Koreas meet to work out details of proposed family reunions

By Kwang-tae Kim, AP
Thursday, September 30, 2010

Koreas meet to discuss family reunions

SEOUL, South Korea — Red Cross officials from the two Koreas tried to work out differences Friday on holding reunions for families separated by civil war, a day after the North hinted it might fire artillery on activists who disperse anti-North leaflets.

The reunions, which have not been held for a year, could help restore calm between North and South Korea, which have been especially tense since the March sinking of a South Korean warship that killed 46 sailors. An international investigation blamed the attack on North Korea, but Pyongyang denied involvement.

North Korea in early September proposed a resumption in the reunions, but the two sides have not agreed on details of the venue as well as their scale, and two previous rounds of talks last month failed to resolve the dispute.

The difficulty of broadly reducing tensions between the sides was underscored Thursday when their first working-level military talks in two years ended without progress, with the meeting stumbling over the warship sinking.

At the meeting, held in the inter-Korean border village of Panmunjom, the North also called on the South to rein in activists who spread anti-North Korean leaflets.
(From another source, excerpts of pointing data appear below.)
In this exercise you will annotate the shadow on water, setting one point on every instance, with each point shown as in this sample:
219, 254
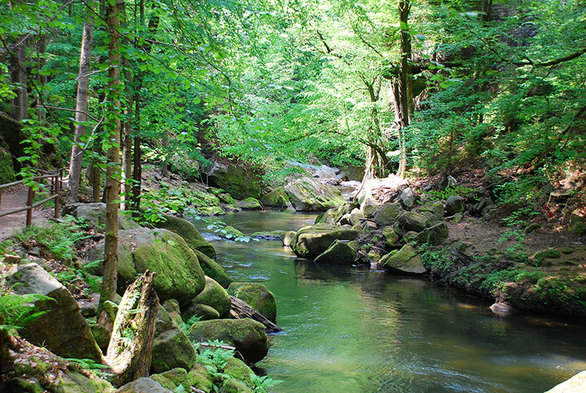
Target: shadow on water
354, 330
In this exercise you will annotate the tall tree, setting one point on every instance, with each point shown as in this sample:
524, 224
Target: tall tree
112, 188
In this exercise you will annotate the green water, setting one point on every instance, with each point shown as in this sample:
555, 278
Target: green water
350, 330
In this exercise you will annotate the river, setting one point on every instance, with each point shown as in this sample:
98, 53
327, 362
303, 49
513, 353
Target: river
354, 330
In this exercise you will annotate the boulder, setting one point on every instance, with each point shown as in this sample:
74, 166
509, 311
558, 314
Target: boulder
63, 330
248, 336
250, 204
313, 240
387, 214
453, 205
189, 233
94, 214
214, 296
407, 198
413, 221
339, 253
171, 347
404, 261
257, 296
213, 269
237, 180
277, 198
308, 194
143, 385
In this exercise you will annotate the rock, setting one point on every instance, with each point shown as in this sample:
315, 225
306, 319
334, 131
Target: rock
257, 296
339, 253
171, 347
391, 237
404, 261
250, 204
189, 233
308, 194
214, 296
179, 275
143, 385
277, 198
94, 214
288, 238
413, 221
63, 330
237, 180
434, 235
213, 269
311, 241
576, 384
387, 214
246, 335
453, 205
407, 198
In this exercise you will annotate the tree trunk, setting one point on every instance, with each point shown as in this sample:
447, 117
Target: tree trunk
137, 313
81, 110
112, 187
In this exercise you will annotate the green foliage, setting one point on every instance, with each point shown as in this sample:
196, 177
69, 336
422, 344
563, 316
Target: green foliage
17, 310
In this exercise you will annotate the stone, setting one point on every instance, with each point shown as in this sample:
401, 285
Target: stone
339, 253
257, 296
407, 198
179, 274
213, 269
171, 347
313, 240
143, 385
189, 233
63, 330
387, 214
248, 336
404, 261
307, 194
453, 205
576, 384
413, 221
277, 198
94, 215
250, 204
288, 238
214, 296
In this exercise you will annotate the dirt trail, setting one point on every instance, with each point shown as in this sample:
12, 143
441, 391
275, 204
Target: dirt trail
14, 198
The North warned that its artillery units were “getting fully ready to strike the spotted centers for scattering leaflets,” North Korea’s official Korean Central News Agency reported late Thursday.

North Korean defectors and South Korean activists regularly float leaflets across the heavily fortified border in a campaign to urge North Koreans to rise up against leader Kim Jong Il.

The North regularly threatens military retaliation against the South, though the threat to fire artillery at the leaflet launch sites appeared to be a first. Seoul’s Defense Ministry said it had no comment.

Kim Yong-hyun, a North Korea expert at Seoul’s Dongguk University, dismissed the talk as typical North Korean rhetoric, and said it was unlikly to risk worsening inter-Korean ties by carrying it out. “It is an empty threat,” Kim said.

Park Sang-hak, a North Korean defector in Seoul who is a key organizer of a campaign to send leaflets, also brushed off the threat and said his group will send them on Oct. 10, the 65th anniversary of the founding of the North’s Workers Party.

“I don’t care about the North’s threats and blackmail at all,” Park said, noting that the leaflets will be critical of Kim’s recent move to hand over power to his youngest son.

Kim earlier this week promoted his youngest son, Kim Jong Un, to four-star general and gave him key political posts aimed at an eventual succession in what would became the country’s second hereditary power transition. The elder Kim took over the authoritarian country in 1994 after the death of his father, national founder Kim Il Sung.

South Korea has proposed holding the family meetings in a reunion center at the North’s scenic Diamond Mountain resort. The North also has suggested the resort, but the two sides have not agreed on an exact location within it.

“I will try to resolve the issue of a venue for reunions of separated families and discuss details on the schedule,” Kim Eyi-do, the South Korean side’s chief delegate, told reporters Friday before crossing the border into the North Korean city of Kaesong.

The dispute over the venue stems from South Korea’s suspension of tourist trips there, which had provided the impoverished North with much-needed hard currency for a decade. Seoul took the action in 2008 when a South Korean tourist was fatally shot after allegedly entering a restricted military area next to the facility.

Pyongyang, which has repeatedly called for the tours to resume, appeared likely to take advantage of the reunions as leverage to reopen the tourist trips. South Korea has refused to restart them until its demands for a joint investigation into the shooting are carried out.

Associated Press writer Sangwon Yoon in Seoul contributed to this report.